Are the Pistons good now? No. 

Are the Pistons going to make the playoffs next season? Also, probably no. 


Trajan Langdon went into the offseason (for which he didn’t have much time to prep) with a plan and has executed it. 

The Pistons added two veterans in free agency in Tobias Harris and Malik Beasley who will help the young players develop and foster a more competitive environment. 

They re-signed Simon Fontecchio on a sweetheart deal that looks extremely team friendly. 

They kept all of the contracts short so that they line up with possible extensions for Jaden Ivey and Jalen Duren. 

These additions should force their young guys into better roles for their development but still give them plenty of room for minutes. 

They may not have grabbed headlines, but Detroit made smart moves that will improve the team, help the growth of their young core and didn’t at all affect their financial flexibility. 

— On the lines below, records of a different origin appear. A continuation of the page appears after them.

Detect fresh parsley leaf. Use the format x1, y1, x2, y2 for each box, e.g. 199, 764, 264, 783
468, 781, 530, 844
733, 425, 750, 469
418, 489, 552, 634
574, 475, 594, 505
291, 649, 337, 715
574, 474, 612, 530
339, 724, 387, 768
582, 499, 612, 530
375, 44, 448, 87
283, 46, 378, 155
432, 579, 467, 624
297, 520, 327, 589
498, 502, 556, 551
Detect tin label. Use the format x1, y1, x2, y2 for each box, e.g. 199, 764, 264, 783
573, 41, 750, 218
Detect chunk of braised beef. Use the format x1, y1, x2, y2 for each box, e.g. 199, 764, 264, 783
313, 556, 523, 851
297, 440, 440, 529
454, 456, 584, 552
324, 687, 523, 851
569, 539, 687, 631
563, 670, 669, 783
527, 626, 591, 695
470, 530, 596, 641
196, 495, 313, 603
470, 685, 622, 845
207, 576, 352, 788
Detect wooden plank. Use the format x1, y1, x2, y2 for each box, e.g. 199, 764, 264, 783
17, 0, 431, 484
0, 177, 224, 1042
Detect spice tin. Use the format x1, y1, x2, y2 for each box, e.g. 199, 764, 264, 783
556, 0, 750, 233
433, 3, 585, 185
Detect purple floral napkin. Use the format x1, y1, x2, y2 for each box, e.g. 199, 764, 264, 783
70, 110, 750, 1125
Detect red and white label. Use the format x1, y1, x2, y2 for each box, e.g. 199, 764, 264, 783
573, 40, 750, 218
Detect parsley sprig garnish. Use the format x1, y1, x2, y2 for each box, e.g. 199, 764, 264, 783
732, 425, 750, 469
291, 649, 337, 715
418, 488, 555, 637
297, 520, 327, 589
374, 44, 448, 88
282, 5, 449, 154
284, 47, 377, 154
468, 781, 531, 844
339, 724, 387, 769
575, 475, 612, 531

They still have over $21 million in cap space to play with so are set up to take on a contract for assets or keep some powder dry for a big trade deadline move. 

They have the perfect contracts to eventually trade for a star, got rid of all of the dead weight from last season and are set up to be good within a year or two.  

I’ve loved this offseason for the Detroit Pistons, who finally have some direction and a plan. 

Loser: Philadelphia 76ers 

Most people disagree with me on this one and would rank Philly as one of the big winners after they signed Paul George in free agency. 

Let me ask you, which player would you rather have:?

Player A: 24ppg, 5.3 apg, 4.3 rpg on 48% FG and 33% from 3-point range 

Player B: 22 ppg, 3.4 apg, 5.2 rpg on 47% FG and 41% from 3-point range 

Player A has played 358 combined games in the last five seasons. 

Player B has played 263 combined games in the last five seasons. 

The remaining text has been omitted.